Вот так однажды мы собирались снижаться с высоты 10100 в Чите. Обещалась посадка с прямой, самая простая и быстрая. Под нами висел борт на 9100, а сзади потихоньку догонял еще один, на 11100. Мы обогнали борт, летящий ниже, и рассчитывали, что к началу снижения между нами уже будет интервал 20 километров, достаточный для того, чтобы безопасно пересечь нижний эшелон. Заранее чуть добавили режим, и вроде все выходило по нашему плану: мы зайдем первыми, за нами — тот, на 9100, а уж потом тот, кто сзади и выше всех нас.

То ли вверху был более опытный экипаж, то ли ветер там был «попутнее» — но как раз к моменту начала нашего снижения верхний борт вдруг вперед нас запросил снижение, а Чита, к нашей полной неожиданности, не только не запретила, а наоборот, разрешила ему снижение с пересечением нашего эшелона. И мы, взглянув вверх, увидели, что однотипный уже обогнал нас на несколько километров и, резво увеличивая разрыв, пошел на снижение. По локатору его засветка уходила вперед: 12, 15, 18 километров… таки есть интервал! И он, пересекая нашу высоту, утер нам нос и сел первым. За ним снизили и завели борт, шедший ниже нас, потому что между нами было всего 10 километров, а это мало: надо 20. А мы, пока пропускали верхний борт, подошли к аэродрому слишком близко и с прямой уже не успевали: высоко. И пришлось нам, шедшим вроде первыми, выполнить полет по кругу и садиться последними.

А летчики уж так устроены, что в подобной ситуации стремятся надрать ближнего: то ли чтобы лишний раз доказать, что нечего рот разевать, то ли чтобы самим себе доказать, как мы «могем», то ли вместе то и другое.

Как раз и погода ухудшалась, и нам уже пришлось садиться практически по минимуму. Еще пять минут — и ушли бы на запасной. Видать, и вправду, верхний экипаж был более тертый и сообразил это раньше всех. Ну что же: урок на будущее.

Летом при снижении в облаках надо учитывать наличие замаскированных гроз. Конечно, при наличии радара их обойти нетрудно. Но летом наши радары от интенсивной эксплуатации и троечного качества выдают на экран такую, извините, информацию, что разобраться в ней может, и то с трудом, только штурман-рентгенолог, что ли. Да и попробуйте-ка, только что погрузившись из сияющего солнечного пространства в мутный полумрак облаков. И, кроме того, никто не гарантирует, что наклон узкого луча соответствует градуировке на шкале. А ведь по наклону луча мы определяем высоту верхней кромки облаков, которые надо обходить.

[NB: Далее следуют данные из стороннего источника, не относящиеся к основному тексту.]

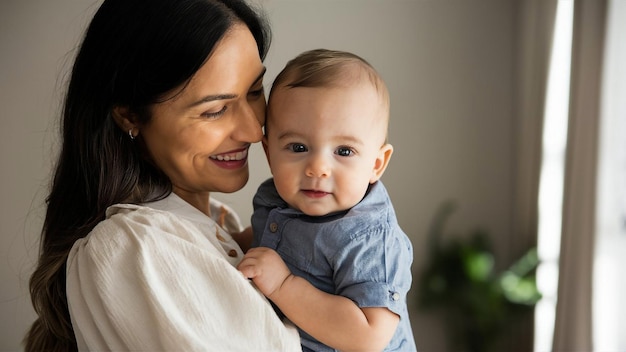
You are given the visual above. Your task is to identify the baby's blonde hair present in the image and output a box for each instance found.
[270,49,389,121]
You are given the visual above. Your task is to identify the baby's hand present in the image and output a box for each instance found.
[237,247,291,299]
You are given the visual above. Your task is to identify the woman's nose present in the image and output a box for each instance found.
[305,155,331,177]
[233,102,265,143]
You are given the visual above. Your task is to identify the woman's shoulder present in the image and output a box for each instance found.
[68,204,219,268]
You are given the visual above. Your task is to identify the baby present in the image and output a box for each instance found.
[238,49,416,352]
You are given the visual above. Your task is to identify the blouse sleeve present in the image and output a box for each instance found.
[67,210,300,351]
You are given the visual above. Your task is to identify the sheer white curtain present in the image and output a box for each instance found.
[593,1,626,351]
[508,0,558,351]
[553,0,606,351]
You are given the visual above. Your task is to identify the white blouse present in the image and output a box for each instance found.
[66,193,301,351]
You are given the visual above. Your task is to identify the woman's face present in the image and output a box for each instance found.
[139,25,265,207]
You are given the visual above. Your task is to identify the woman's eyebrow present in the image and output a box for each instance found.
[252,66,267,85]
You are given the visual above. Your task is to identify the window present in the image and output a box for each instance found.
[534,0,574,351]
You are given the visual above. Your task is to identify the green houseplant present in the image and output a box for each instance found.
[418,202,540,352]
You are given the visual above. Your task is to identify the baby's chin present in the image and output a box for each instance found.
[290,204,356,216]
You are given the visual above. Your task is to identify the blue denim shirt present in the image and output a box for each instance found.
[252,179,416,352]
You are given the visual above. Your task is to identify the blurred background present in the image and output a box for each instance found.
[0,0,626,351]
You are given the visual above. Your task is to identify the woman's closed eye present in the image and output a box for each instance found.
[248,86,265,100]
[287,143,309,153]
[201,105,228,119]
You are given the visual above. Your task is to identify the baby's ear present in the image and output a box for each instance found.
[370,143,393,184]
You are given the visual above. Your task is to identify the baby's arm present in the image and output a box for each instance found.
[238,247,400,351]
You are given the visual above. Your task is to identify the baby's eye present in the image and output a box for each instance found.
[288,143,308,153]
[335,147,354,156]
[202,106,226,119]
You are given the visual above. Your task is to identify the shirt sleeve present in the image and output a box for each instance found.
[67,210,300,351]
[332,226,412,315]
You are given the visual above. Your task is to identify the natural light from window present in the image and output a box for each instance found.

Однажды мы приступили к снижению в Благовещенске и вошли в облака, прекрасно наблюдая впереди, гораздо ниже нас, засветку от грозового очага и рассчитывая пройти выше нее на снижении.

И — вскочили.

Нас взяло «за шкирку», как щенят, и с немыслимой силой, с потрясающей мощью спокойно и неумолимо понесло вверх.

Вот тогда я и испытал дикий, пещерный ужас. Грандиозность этой силы превосходила все мои понятия. Но никаких понятий, никаких мыслей, никаких чувств, кроме всепоглощающего, смертельного ужаса, я не способен был воспринять. Это было на одном судорожном вздохе: «Х-х-х-х!»

Когда смотришь эти боевички, где падающий в пропасть человек кричит до-о-олгим криком, думаешь: не прыгали вы с парашютом… Там тоже это: «Х-х-х-х!» — на вдохе, и только одна мысль: да когда же это кончится?

Потом кровь ударила снизу. И это безысходное осознание: вскочили! Попали!

Шум воздуха за окном необычно, страшно изменился. Доли секунды медленно протекали через меня. А я сидел, вдавленный в кресло, и был беспомощен, как зародыш.

И — выплюнуло…

Ну, может, три секунды это длилось. Спасибо грозе, что проучила и выпустила.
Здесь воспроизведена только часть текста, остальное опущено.